By Rikki Roehrich. Originally published at ValueWalk.
The student loan sector has predominantly been off-limits to many financial institutions, despite being a multi-billion-dollar industry. In fact, most borrowers could only tap into a few lenders when looking for educational funding, even though 30-40% of undergraduates need a student loan product each year.
But the marketplace is now shifting as innovators are making it possible for non-banks and even fintech players to get into student lending and even student loan refi’s, driving greater access for all sorts of financing organizations to offer and facilitate these types of loans.
Moreover, barriers to entry are starting to be mitigated creating open doors in the marketplace, especially with new plug-and-play technologies now making it easier for fintechs and non-banks to jump into student lending. Third-party providers are even delivering a full suite of support and resources to help organizations stay compliant while offering these types of loans, making the process less complicated.
Sara Parrish, President of CampusDoor, understands the difficulties and the benefits of moving into the student loan sector. She goes on to say, “It takes a big investment to develop the level of expertise needed to make a splash in this asset class, but organizations like ours exist to empower lenders of all types and sizes to make the leap into student lending in a more cost-effective way. It’s our job to take care of the hard stuff so lenders can focus on acquiring customers for life.”
Tapping into a new asset class can be a tough decision for any lender looking to pivot from their traditional offerings. For student loans, the entry costs can be steep. There are third-party integrations to build, compliance hurdles to cross, and a tough regulatory environment to navigate.
“That’s why choosing a reputable provider, like CampusDoor, enables fintechs to expand their offerings with confidence and certainty around costs, risks, and ability to execute seamlessly,” shared Parrish.
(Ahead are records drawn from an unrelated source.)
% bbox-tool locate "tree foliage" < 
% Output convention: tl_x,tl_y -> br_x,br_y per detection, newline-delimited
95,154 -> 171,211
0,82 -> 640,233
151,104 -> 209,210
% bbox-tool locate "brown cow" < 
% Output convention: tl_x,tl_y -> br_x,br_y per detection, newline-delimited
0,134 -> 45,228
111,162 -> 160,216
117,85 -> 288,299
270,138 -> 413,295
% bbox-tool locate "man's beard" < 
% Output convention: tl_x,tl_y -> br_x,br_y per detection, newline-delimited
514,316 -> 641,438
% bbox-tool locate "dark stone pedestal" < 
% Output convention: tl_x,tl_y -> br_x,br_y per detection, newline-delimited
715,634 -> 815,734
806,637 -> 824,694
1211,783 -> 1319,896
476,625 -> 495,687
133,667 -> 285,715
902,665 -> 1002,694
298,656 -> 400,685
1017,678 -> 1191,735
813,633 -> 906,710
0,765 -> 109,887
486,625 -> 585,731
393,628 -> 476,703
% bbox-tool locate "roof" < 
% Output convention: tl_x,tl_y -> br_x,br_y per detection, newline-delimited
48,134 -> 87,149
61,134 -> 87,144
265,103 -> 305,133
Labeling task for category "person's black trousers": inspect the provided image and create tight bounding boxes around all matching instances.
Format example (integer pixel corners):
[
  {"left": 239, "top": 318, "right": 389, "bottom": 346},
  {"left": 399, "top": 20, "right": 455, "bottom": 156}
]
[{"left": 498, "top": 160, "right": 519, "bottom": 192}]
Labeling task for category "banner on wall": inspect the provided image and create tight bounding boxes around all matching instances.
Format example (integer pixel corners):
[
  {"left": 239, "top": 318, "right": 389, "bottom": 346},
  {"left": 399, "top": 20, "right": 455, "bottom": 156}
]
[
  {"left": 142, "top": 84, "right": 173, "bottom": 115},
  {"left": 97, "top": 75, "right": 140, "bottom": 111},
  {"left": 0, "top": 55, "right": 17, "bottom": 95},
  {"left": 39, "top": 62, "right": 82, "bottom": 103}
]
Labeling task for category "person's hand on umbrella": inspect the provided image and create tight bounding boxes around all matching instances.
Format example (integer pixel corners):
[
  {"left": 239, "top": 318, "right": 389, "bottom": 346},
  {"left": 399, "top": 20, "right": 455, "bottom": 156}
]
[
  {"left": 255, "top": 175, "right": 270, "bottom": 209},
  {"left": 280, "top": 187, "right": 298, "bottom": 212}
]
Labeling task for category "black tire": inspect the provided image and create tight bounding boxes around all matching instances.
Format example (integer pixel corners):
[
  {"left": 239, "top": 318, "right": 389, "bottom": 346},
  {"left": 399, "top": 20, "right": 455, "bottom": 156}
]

In fact, as one of the largest third-party student and specialty loan organizations, CampusDoor offers a Student Loan in a Box service that delivers a unique plug-and-play technology system that enables service providers to meet the student loan needs of their customers, while staying compliant and without them needing to hold these assets on their books. This means that independent banks, credit unions, fintech firms, and even startups can now be a part of this sector. This can be very advantageous since many lenders are still facing challenges with their traditional mortgage loans or mortgage refi products.
Fintechs Can Experience Benefits By Offering Student Loans
Furthermore, fintechs can experience many benefits by offering student loans, such as:
- Expanding student loan options: The student loan market is huge, and it is clear that more options are in demand in this sector. Fintechs can be a solution to meeting the need by broadening access to student loans for those seeking a college education.
- Improved customer relationships: Student loans are a great opportunity for fintechs to build relationships with younger GenZ consumers. When providing a positive experience, fintechs are perfectly positioned to retain these customers as they have more financial needs later in life, such as mortgages.
- Increasing revenue: There is no denying that current economic conditions are making it harder for businesses of all types to survive. But offering alternative loan products can give fintechs a stable revenue stream, which may offset losses in other financial sectors.
While the current business climate is challenging, there are a number of alternative solutions for fintechs to explore in order to stay afloat. Private student lending may offer a way for non-traditional lenders, such as fintechs, to fill a market gap and meet demand. This arrangement is a win-win, especially while the mortgage industry remains turbulent. Both fintechs and customers benefit from operating in student lending. And it can also be a great business strategy for fintechs to not only grow and expand their service offerings, but also to grow and nurture relationships with new lending customers who may rely on them for years to come.